Et je voyais danser dans ce miroir intense les diables délurés des jours de colère. Elle ne me voyait plus. Ce n’était que bagarres et scènes. Rien ne nous rapprochait. Elle échappait à toute logique. Ses cheveux en bataille, son sourire charmant, sa lèvre enfiévrée, tout son corps tendu vers le souvenir, elle se repliait sur elle-même. C’était pourtant bien la même qui deux nuits auparavant avait revêtu sa nudité et s’était glissé dans le lit avec candeur. Elle s’était laissé étreindre en toute connaissance de cause, souriant à l’aventure, s’amusant de caresses insolites. Je vis pourtant dans ses yeux sa folie. Un éclair d’acier parcouru sa rêverie. Ce fut bref, mais intense. Je pris de la distance, prenant garde aux palpations malveillantes. Elle les prodiguait sans retenue, laissant errer ses mains au-delà de la décence. Mais toujours ce visage impassible, beau d’ailleurs, mais si lointain qu’il en devenait gênant. Je m’habituais, osant la regarder, contemplant ses cils qui palpitaient silencieusement et qui disaient tout bas ce qu’elle ne pouvait dire, la folie et l’inconscience.

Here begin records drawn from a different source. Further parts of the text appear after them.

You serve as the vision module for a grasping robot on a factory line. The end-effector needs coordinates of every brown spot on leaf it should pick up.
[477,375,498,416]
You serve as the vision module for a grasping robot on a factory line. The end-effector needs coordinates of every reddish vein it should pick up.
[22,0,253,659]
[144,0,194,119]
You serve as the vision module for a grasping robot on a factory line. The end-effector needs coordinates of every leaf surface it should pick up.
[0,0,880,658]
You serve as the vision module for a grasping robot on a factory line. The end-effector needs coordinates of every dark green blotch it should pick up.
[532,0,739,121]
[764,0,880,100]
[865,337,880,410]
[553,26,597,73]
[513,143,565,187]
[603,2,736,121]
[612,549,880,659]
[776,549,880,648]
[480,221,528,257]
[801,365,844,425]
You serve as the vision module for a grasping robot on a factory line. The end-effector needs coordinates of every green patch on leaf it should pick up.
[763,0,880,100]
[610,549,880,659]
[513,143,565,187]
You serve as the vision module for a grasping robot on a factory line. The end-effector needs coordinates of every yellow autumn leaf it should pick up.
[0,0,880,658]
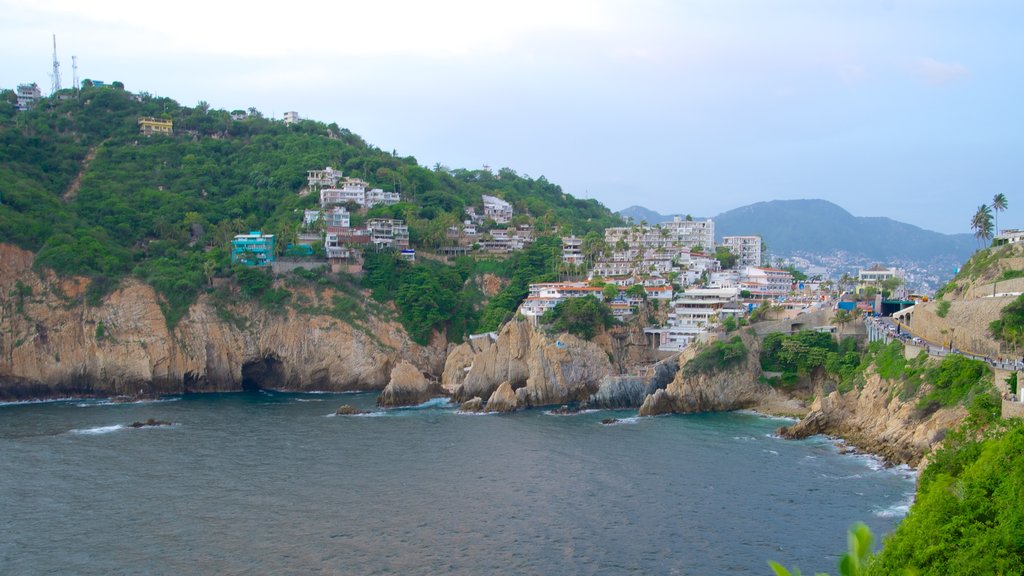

Je l’avais rencontré dans une boutique obscure, encombrée de vêtements défraichis, derrière un présentoir. Elle essayait un corsage. Elle disposait d’une pile bigarrée et puisait dedans : trop petit, rugueux, enlaçant, verdâtre, ruisselant. Elle ponctuait chaque essai d’un mot dur, apostrophant. Je la regardais depuis un moment lorsqu’elle m’aperçut. Elle n’était nullement troublée. Elle me prit à témoin :

– Tenez, aidez-moi. Je ne sais quoi choisir. Aucun ne me semble destiné. Mais ce soir j’ai un diner et me dois d’être brillante.

Je lui répondis que le seul tissu pour cela était cette soie légère, de couleur lie de vin, aux épaules bouffantes, qui se cachait à moitié sous le tas diffus. Elle retira sans aucune gêne l’élégante blouse qu’elle avait mise en la passant par-dessus sa tête, les bras levés, les seins dressés. Elle prit le corsage, l’enfila, enfouit sous sa jupe étroite les pans resserrés et se montra dans toute sa beauté de femme qui sait ce qu’elle veut.

– Oui, ton goût est sûr. Cela me va mieux que tous ces salmigondis.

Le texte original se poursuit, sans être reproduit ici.